Implemented estate planning strategies?
There is a good chance that income and estate tax reforms will be proposed with the Democrats holding marginal control of Congress and the Senate. It is difficult for taxpayers to decide on the right strategy, regardless of whether the Democrats have enough votes to make major changes.
We do know that the estate tax exemption for $11.8 million currently under the current administration or Congress will likely be reduced by $5.5 million starting January 1, 2026. This is less than four years away. People with substantial wealth are more likely to be subject to the 40% estate tax rate on estates exceeding $11.8 million. This could potentially mean that spouses will pay $23.6 million. It is worth considering tax and estate planning strategies to secure these high exemptions.
To decide to implement estate planning strategies, the first hurdle must be to allow gift-taxable gifts exceeding $5.5 million.
If this threshold is not met, gifts below $ 5.5 million will not be exempted from estate tax. If you give $5.5 million in gifts now, it will be exempt from gift tax. However, to become tax-free, the $11.8 million gift and estate tax exemption will be applied to the gift. This will leave a $6.3 million exemption. The problem is, if the exemption drops to $ 5.5 million, then the $6.3 million remaining exemption will vanish because you have already used the $ 5.5 million exemption, and there will be no additional exemption for future use due to the reduction to $ 5.5 million.
If you can give the substantial amounts necessary to benefit from the $11.8 million exemption, there are many options. Let’s take, for example, that you and your spouse have $25 million. One of you could gift $11.8 million of your spouse’s separate property to take advantage of the high exemption.
This gift gives the spouse who made it no exemption. However, the spouse giving the gift will continue to have the full exemption of .8 million or .5 million if January 1, 2026, comes around. This technique will allow you to at least take advantage of the $11.8 million exemption for one spouse, provided that the entire gift is attributed solely to one spouse.
You and your spouse could make a gift of up to $20 million if you have at least $40 million.
Gifting can be made more appealing by using trusts. Trusts will allow you, your spouse, to keep control of the gift’s assets. The use of limited liability companies, which can be used to increase the impact of gifting, can help you retain more control over gifted assets.
The Internal Revenue Code Section 1014, basis adjustment provisions, is being considered. This section of the code states that assets such as stocks, bonds, and real estate receive an adjusted tax basis equaling the value of the deceased person as of the date of their death.

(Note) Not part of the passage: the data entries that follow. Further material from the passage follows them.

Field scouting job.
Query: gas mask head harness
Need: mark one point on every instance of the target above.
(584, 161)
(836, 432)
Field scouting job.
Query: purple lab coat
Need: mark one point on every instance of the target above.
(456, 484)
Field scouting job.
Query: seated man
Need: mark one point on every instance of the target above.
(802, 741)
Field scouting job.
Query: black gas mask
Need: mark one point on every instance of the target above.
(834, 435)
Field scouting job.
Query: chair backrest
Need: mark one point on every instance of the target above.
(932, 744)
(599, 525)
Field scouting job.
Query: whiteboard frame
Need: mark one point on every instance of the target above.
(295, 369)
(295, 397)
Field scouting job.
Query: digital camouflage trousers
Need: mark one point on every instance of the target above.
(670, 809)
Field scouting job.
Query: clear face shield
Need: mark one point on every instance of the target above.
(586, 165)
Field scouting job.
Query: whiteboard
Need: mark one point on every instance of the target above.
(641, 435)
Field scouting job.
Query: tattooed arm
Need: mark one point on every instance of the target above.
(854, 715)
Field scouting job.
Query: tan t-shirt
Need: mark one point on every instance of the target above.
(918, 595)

If stock XYZ was purchased at $100 per share but is worth $1,000 per share your heirs will inherit the stock upon your death, on the $1,000 tax basis. The stock’s value as it stands on your death date, which allows you to avoid capital gains tax on $900 capital gains.
There has been Although some talk of changing this, I believe it will not be implemented. It is so easy to reset people’s base by determining their basis at death that it would cause a lot of outrage not only from taxpayers every day but also from tax preparers such as certified public accountants, enrolled agents, and other tax return preparers. The difficulty in determining the tax basis of property that has been held for ten, twenty, or more years makes it difficult to determine the tax basis. It would also make things more complicated.
Therefore I, for one, do not believe that the tax rule will be altered.
If you have assets that are likely to appreciate due to historically low interest rates, you may sell them to a trust to benefit your children. The trust will pay you a note in return for the assets transferred. The sale can be structured so that capital gains taxes are not incurred. Additionally, the note returned can only have a minimum interest rate of about one-half percent. 0.50%).
If the transferred assets yield a greater than 0.50% return, the excess return is granted to the Children to their trust. This reduces the growth of your estate that would otherwise occur if you retained the appreciating assets. You may have substantial assets that you would like to gift to someone else. This means you will give up your claim on the principal, dividends, and interest. Now is the right time to start some major gifting strategies.